Samstag, 23. August 2008

Bis ans Ende der Welt 2: Von Negreira nach Olveiroa

Es ist Donnerstag, der 30. August 2007.

Schon gegen 6:45 Uhr verlasse ich die Herberge in aller Dunkelheit. Die meisten sind noch am einpacken, aber mich hat dieser blöde Wettlauf um Herbergsplätze gedanklich schon wieder so vereinnahmt, dass ich mich gar nicht entspannt hier zurücklehnen oder gemütlich laufen könnte. So begebe ich mich also auf den Weg, der mich zunächst durch einen kleinen Vorort von Negreira und dann durch die angrenzenden Wälder führt. Der Mond scheint sehr hell und somit kann ich den Weg sogar bestens ohne meine Taschenlampe erkennen. Obwohl ich nun ganz schön schnell laufe, macht mir das Wandern wieder Spaß. Vor allem bei Sonnenaufgang ist es sehr schön. Die Sonne taucht diese wunderschöne Gegend in ein angenehmes Licht und alles wirkt so friedlich und still. Natürlich treffe ich immer wieder auf andere Pilger und manche sind ganz nett, andere eher in sich gekehrt. Diese Etappe heute ist recht anstrengend, denn sie ist gute 32 km lang. Da ich an sich auch noch viel zu schnell laufe, bin ich bald erschöpft und zu mehreren Pausen gezwungen. Landschaftlich ist hier nahezu alles dabei. Mal geht es durch grüne Wälder, dann wieder über weite Felder und auch über Hügel von denen man eine schöne Aussicht auf die umliegenden Ebenen hat.

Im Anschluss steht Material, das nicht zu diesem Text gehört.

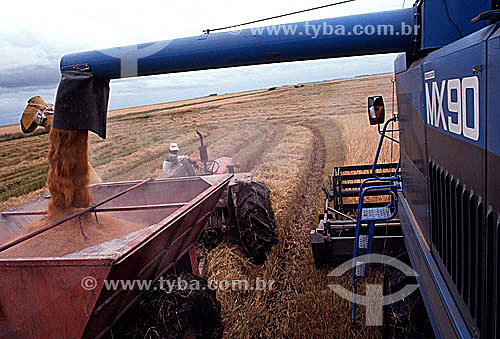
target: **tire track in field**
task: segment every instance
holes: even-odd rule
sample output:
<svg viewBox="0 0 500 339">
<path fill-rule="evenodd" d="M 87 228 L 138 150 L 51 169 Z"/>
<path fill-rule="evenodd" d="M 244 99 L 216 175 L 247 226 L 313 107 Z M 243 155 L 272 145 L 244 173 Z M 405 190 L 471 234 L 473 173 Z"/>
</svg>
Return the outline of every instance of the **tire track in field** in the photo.
<svg viewBox="0 0 500 339">
<path fill-rule="evenodd" d="M 248 145 L 255 143 L 262 131 L 251 129 L 249 125 L 241 125 L 237 129 L 231 128 L 231 125 L 226 126 L 221 127 L 220 132 L 218 132 L 224 135 L 223 138 L 219 139 L 217 143 L 206 144 L 208 155 L 210 159 L 232 157 L 237 161 L 238 159 L 235 158 L 236 154 Z M 198 154 L 193 156 L 193 158 L 199 160 Z"/>
<path fill-rule="evenodd" d="M 309 212 L 305 213 L 303 232 L 317 227 L 317 215 L 323 211 L 324 195 L 320 192 L 322 182 L 331 174 L 334 166 L 345 164 L 346 147 L 343 131 L 336 121 L 312 122 L 313 130 L 320 133 L 325 145 L 325 165 L 323 174 L 315 178 L 318 185 L 314 195 L 309 195 Z M 326 148 L 328 147 L 328 148 Z M 304 213 L 303 211 L 299 213 Z M 306 219 L 309 215 L 309 220 Z M 376 327 L 352 327 L 350 324 L 351 303 L 342 299 L 328 288 L 333 283 L 328 277 L 328 268 L 317 269 L 314 265 L 309 237 L 306 252 L 301 260 L 301 273 L 294 281 L 296 286 L 295 309 L 290 320 L 289 338 L 381 338 L 381 331 Z M 334 280 L 348 290 L 352 290 L 350 275 Z M 378 283 L 378 280 L 369 283 Z M 303 321 L 308 319 L 308 321 Z"/>
<path fill-rule="evenodd" d="M 255 166 L 262 162 L 264 156 L 273 149 L 273 146 L 276 143 L 277 133 L 276 129 L 264 128 L 263 135 L 257 134 L 252 140 L 249 140 L 247 147 L 241 149 L 234 156 L 235 161 L 240 161 L 242 159 L 241 168 L 238 172 L 251 172 Z M 255 147 L 255 144 L 257 146 Z"/>
<path fill-rule="evenodd" d="M 316 214 L 318 196 L 321 194 L 326 158 L 325 142 L 319 130 L 310 125 L 296 125 L 291 129 L 274 131 L 274 142 L 271 145 L 263 142 L 269 147 L 268 152 L 262 153 L 262 156 L 265 155 L 264 159 L 254 159 L 259 163 L 254 169 L 254 175 L 266 182 L 268 175 L 279 171 L 279 179 L 268 182 L 268 187 L 275 195 L 273 208 L 280 242 L 269 253 L 264 266 L 252 266 L 240 255 L 234 255 L 234 250 L 230 247 L 221 246 L 209 257 L 209 277 L 245 278 L 250 281 L 260 277 L 273 280 L 275 284 L 272 290 L 256 294 L 234 291 L 233 295 L 218 294 L 218 298 L 222 300 L 224 322 L 227 326 L 225 338 L 295 336 L 292 321 L 295 320 L 293 314 L 298 308 L 297 297 L 301 293 L 301 286 L 297 282 L 303 279 L 304 264 L 310 257 L 308 235 L 316 219 L 313 216 Z M 300 131 L 304 140 L 289 139 L 291 133 Z M 307 144 L 307 147 L 303 149 L 294 148 L 294 145 L 304 144 Z M 288 163 L 284 159 L 295 159 L 298 163 L 291 160 L 289 165 L 298 170 L 280 170 L 279 166 L 286 166 Z M 284 194 L 287 195 L 283 196 Z M 282 203 L 282 198 L 286 202 Z"/>
<path fill-rule="evenodd" d="M 282 322 L 283 332 L 272 333 L 276 337 L 293 338 L 307 336 L 307 333 L 295 333 L 293 330 L 293 317 L 286 316 L 297 310 L 297 298 L 302 293 L 297 281 L 302 279 L 304 265 L 308 262 L 310 253 L 309 231 L 315 222 L 318 197 L 321 195 L 322 175 L 326 160 L 325 140 L 319 129 L 311 125 L 302 125 L 313 133 L 313 145 L 308 165 L 302 172 L 302 181 L 299 185 L 294 203 L 289 206 L 282 223 L 282 242 L 276 259 L 279 263 L 277 274 L 280 278 L 280 291 L 276 299 L 268 300 L 268 303 L 281 303 L 282 314 L 278 317 L 271 315 L 270 323 Z M 284 221 L 286 220 L 286 221 Z M 281 319 L 279 318 L 281 316 Z M 271 334 L 271 333 L 269 333 Z"/>
</svg>

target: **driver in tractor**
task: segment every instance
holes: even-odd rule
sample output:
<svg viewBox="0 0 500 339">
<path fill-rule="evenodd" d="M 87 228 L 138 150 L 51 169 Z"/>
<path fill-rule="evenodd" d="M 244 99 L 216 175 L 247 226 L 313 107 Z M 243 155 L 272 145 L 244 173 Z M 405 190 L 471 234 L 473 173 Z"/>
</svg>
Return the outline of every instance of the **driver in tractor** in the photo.
<svg viewBox="0 0 500 339">
<path fill-rule="evenodd" d="M 196 161 L 189 159 L 187 155 L 178 155 L 179 145 L 170 144 L 168 156 L 163 161 L 163 173 L 167 178 L 192 177 L 196 175 Z"/>
</svg>

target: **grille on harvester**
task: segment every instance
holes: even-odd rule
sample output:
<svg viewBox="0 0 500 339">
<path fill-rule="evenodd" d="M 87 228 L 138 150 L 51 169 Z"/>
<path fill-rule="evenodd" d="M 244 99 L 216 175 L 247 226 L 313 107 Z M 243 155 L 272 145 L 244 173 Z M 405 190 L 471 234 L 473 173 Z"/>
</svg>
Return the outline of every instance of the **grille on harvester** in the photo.
<svg viewBox="0 0 500 339">
<path fill-rule="evenodd" d="M 493 338 L 498 328 L 500 291 L 496 212 L 482 197 L 441 168 L 429 163 L 433 253 L 466 320 Z"/>
</svg>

Als ich den höchsten Punkt der Region, den Monte Aro mit gut 560 m erreiche, verlaufe ich mich ein wenig. Der Jakobsweg nach Finisterre ist nicht immer gut ausgewiesen und manchmal kann es verwirrend sein, auf Pfeile gegensätzlicher Richtung zu treffen, wobei einer allerdings auf den Rückweg nach Santiago verweist. In der Tat treffe ich auch auf drei oder vier Pilger, die von Finisterre nach Santiago zurücklaufen und diese grüßen mich immer wieder sehr freundlich und ermutigen mich zum Weitergehen. Das baut mich auf, denn die Mittagshitze und die Aussicht auf eine weitere vollkommen überfüllte Herberge stimmen mich gerade nicht sehr fröhlich. Nach dem Berg durchquere ich den kleinen Ort Lago, von dem aus ein Bauer gerade seine Kuhherde auf die Weide treibt. Vor so vielen Kühen habe ich doch etwas Respekt und laufe nun ganz langsam hinter dem Tross her und bin dankbar, als er endlich abbiegt und den Weg frei macht. Die nun noch verbleibenden Kilometer bis Olveiroa sind furchtbar anstrengend. Dabei merke ich, dass mich die Pause in Santiago und die vorherigen kurzen Etappen schon wieder einiges an Ausdauer gekostet haben.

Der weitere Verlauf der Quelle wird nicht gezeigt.